Direct detection is the process of recording chemical shift information by directly detecting the nucleus of interest. Indirect detection involves transferring magnetisation from a less sensitive nucleus to a more sensitive one to enhance sensitivity. Using indirect detection, sensitivity is increased by the ratio of the gyromagnetic ratios of the nuclei involved. In the case of 1H and 13C this means a nearly fourfold increase in sensitivity.
γ1H = 2.6752 x 108 T-1 s-1
γ13C = 6.728 x 107 T-1 s-1
γ1H/γ13C = 3.976
To obtain the greatest sensitivity increase the directly detected nucleus should be the highest frequency available, which in practice means detecting 1H (3H has a higher gyromagnetic ratio, but it is radioactive). Since detection will nearly always be via 1H, all our probes are constructed with the 1H coil inside the X nucleus coil to maximise sensitivity. This is another reason why I recommend recording 2Ds to obtain 13C chemical shifts.
To demonstrate the increase in sensitivity provided by indirect detection I recorded a pair of indirectly detected 2D 1H-13C correlation experiments in the same time used to record a 1D 13C direct detect experiment. All three spectra were recorded at 600MHz using a 1.7mm TXI probe and a 2mM standard sample of sucrose in 10% D2O (27.4µg of sucrose). The 1D 1H-13C spectrum was acquired with a 30o pulse, a relaxation delay of 0.5s and 4500 scans for a total time of 87 minutes. The HSQC was acquired with 4 scans, 160 t1 increments and a relaxation delay of 2 seconds for a total acquisition time of 25.5 minutes. And the HMBC was acquired using 8 scans, 250 t1 increments and a relaxation delay of 2s for a total acquisition time of 60.5 minutes.

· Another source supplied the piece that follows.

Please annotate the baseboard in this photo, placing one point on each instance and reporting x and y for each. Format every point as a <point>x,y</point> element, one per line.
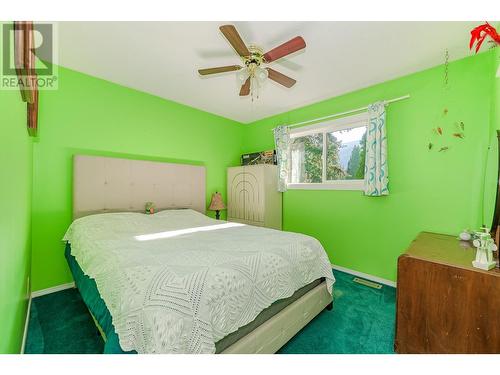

The 1D 13C spectrum shows no signals from the sucrose, while the 2D spectra show all the expected signals.
The HSQC experiment correlates hydrogen atoms with their directly attached carbon atoms, while the HMBC experiment correlates hydrogen atoms with carbon atoms within two, three or four bonds. Since the HSQC spectrum only shows signals from hydrogens directly attached to carbons, the chemical shifts of quaternary carbons must be obtained from the HMBC spectrum. For example, the quaternary 2' carbon in the fructose ring does not show any signals in the HSQC, but in the HMBC shows two correlations at δ13C = 103.4ppm. The HMBC peak at 5.40,103.4 correlates the fructose C2' with the glucose H1 resonance at δ1H = 5.40ppm, thus identifying the quarternary carbon and confirming the linkage of the two rings.
Recording the indirectly-detected HSQC and HMBC is not only more sensitive than recording a 1D directly-detected 13C spectrum, it also provides more information. The 2D spectra correlate the hydrogens and carbons facilitating assignment of the resonances. It is also possible to record the HSQC spectrum in such a way that the CH2 crosspeaks are of opposite phase to the others. In the HSQC spectrum above the negative CH2 peaks are red.